Trent Reznor’s lyrics do feature a lot of personal angst and nihilism but there’s no common theme running through all these albums that I could see Itoh picking up on. I suppose he was just a fan picking titles that were appropriate names for the chapters, but as a fellow NIN listener I thought it was a nice touch.
Thematically I’m not saying Harmony is truly original; in general concept it isn’t, but in execution it certainly has enough of its own ideas (rendering segments of text in the style of some futuristic HTML is in fact more than a gimmick, for instance). There are a lot of similarly-themed films and books out there such as 1984, BNW, Minority Report, Gattaca and Equilibrium but dismissing it as just another pessimistic future by a cynical writer faced with his own death would be selling Harmony short.
There are small stumbles, of course: the background to one of the characters stretches its credibility a bit, I hoped the political ramifications would’ve been explored more fully and the mechanics of how some of this new technology *works* in practice were glossed over.

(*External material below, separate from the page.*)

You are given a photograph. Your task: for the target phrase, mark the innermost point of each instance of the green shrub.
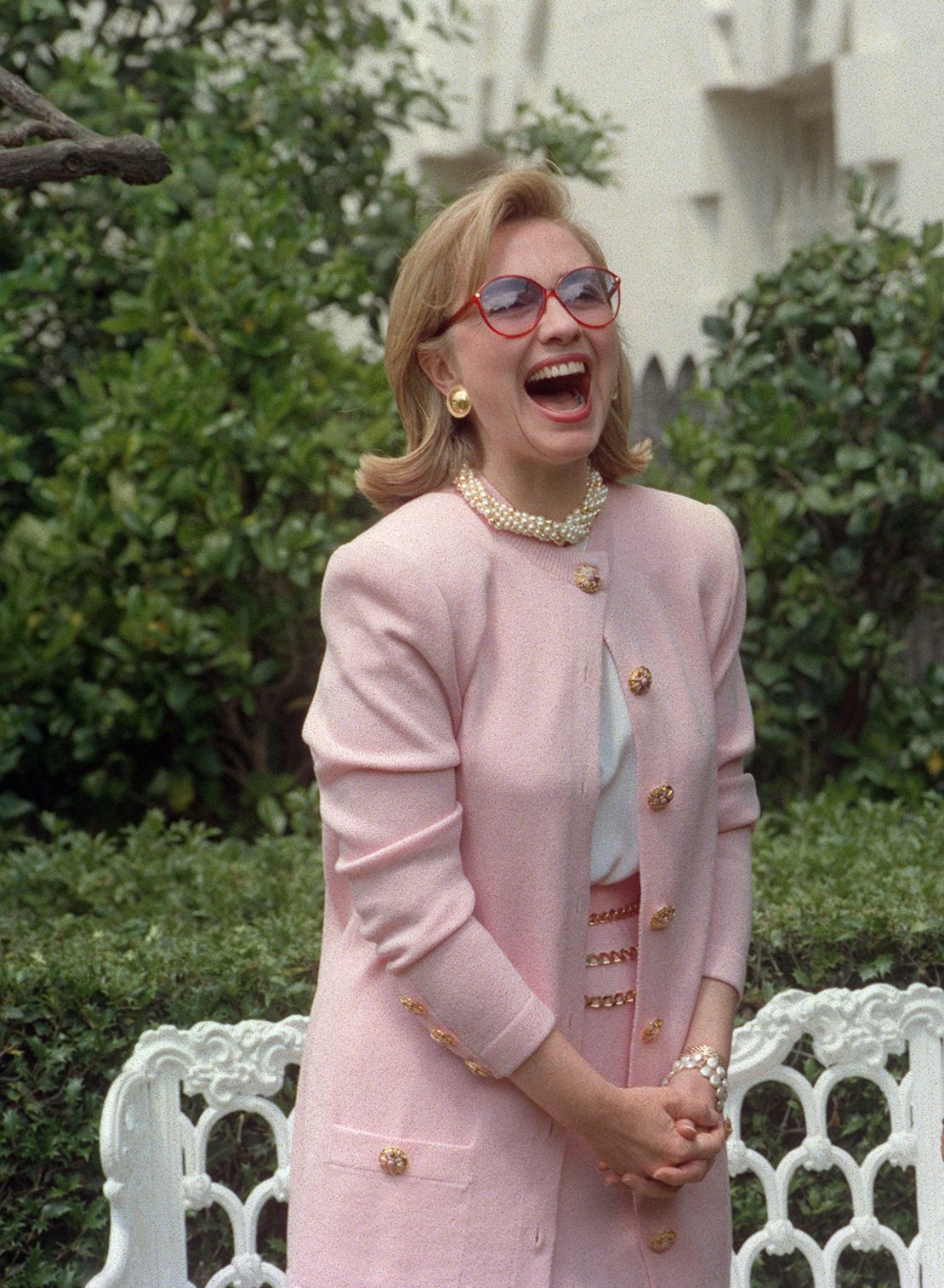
(179, 421)
(822, 436)
(105, 937)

Part of the fun of SF for me is the opportunity to actually make use of my scientific education for entertainment purposes, but sometimes I’m fine with scientific ideas used to merely make a pertinent point, as opposed to recreating concepts and theories to the smallest detail.
Itoh’s masterstroke for me is in the way Harmony takes things in the real world, then makes leaps into fiction that are unsettlingly small. Even though I’ve been exposed to many similar tales in the past this one still managed to do the trick of conveying the fact that the reader is afraid to admit: it could actually happen. Once again, this is SF done right…an admirable epitaph for a writer I wish I’d discovered sooner.